The research team equipped 45 patients with a unilateral lower-leg orthosis developed at a facility in Germany. The orthoses were custom-made with resin and carbon and were built in three parts following Baise and Pohlig’s design with a circular foot unit, a lower-leg unit, and an inner liner made of Tepefoam. The foot unit followed the principles of the calcaneus-rotation-ring-type orthosis, described by Baise and Pohlig for the treatment of spastic clubfeet. It fixed the subtalar joint in a valgus position.
The 45 patients (75 feet) were retrospectively registered and included in the study.

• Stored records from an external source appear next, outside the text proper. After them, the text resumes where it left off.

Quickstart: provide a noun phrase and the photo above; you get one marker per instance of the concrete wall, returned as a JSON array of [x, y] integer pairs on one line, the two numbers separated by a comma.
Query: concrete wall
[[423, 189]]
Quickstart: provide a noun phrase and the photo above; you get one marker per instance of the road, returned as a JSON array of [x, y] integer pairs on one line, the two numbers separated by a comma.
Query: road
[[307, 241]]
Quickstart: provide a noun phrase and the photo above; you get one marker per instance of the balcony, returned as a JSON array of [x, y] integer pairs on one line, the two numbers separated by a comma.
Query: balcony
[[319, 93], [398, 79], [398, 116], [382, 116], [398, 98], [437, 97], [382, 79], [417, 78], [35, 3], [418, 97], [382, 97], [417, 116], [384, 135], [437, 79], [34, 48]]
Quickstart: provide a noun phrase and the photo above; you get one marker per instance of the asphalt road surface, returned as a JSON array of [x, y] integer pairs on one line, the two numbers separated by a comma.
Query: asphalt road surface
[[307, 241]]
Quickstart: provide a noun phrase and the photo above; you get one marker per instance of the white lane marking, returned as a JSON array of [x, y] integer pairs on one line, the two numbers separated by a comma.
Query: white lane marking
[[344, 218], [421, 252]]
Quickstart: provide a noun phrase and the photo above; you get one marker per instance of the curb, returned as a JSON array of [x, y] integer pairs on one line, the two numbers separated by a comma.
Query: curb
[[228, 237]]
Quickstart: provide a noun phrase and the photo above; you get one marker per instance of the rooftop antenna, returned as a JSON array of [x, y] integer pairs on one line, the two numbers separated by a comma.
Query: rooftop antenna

Compliance with the bracing protocol was 91 percent with the lower-leg orthosis and 46 percent with the foot abduction orthosis. The most common problems with the foot abduction orthosis were sleep disturbance (50 percent) and cutaneous problems (45 percent). With the lower-leg orthosis, nine percent of patients experienced sleep disturbance, and no cutaneous problems occurred.
Thirteen percent of patients being treated with a foot abduction orthosis until the age of four (23 patients; 40 feet) underwent surgery because of relapse, defined by rigid recurrence of any of the components of a clubfoot. Fourteen percent of patients being treated with a lower-leg orthosis (22 patients; 35 feet), who mostly following initial treatment with a foot abduction orthosis, experienced recurrence.
The open-access study, “Is unilateral lower leg orthosis with a circular foot unit in the treatment of idiopathic clubfeet a reasonable bracing alternative in the Ponseti method? Five-year results of a supraregional paediatric-orthopaedic centre,” was published July 18 in BMC Musculoskeletal Disorders.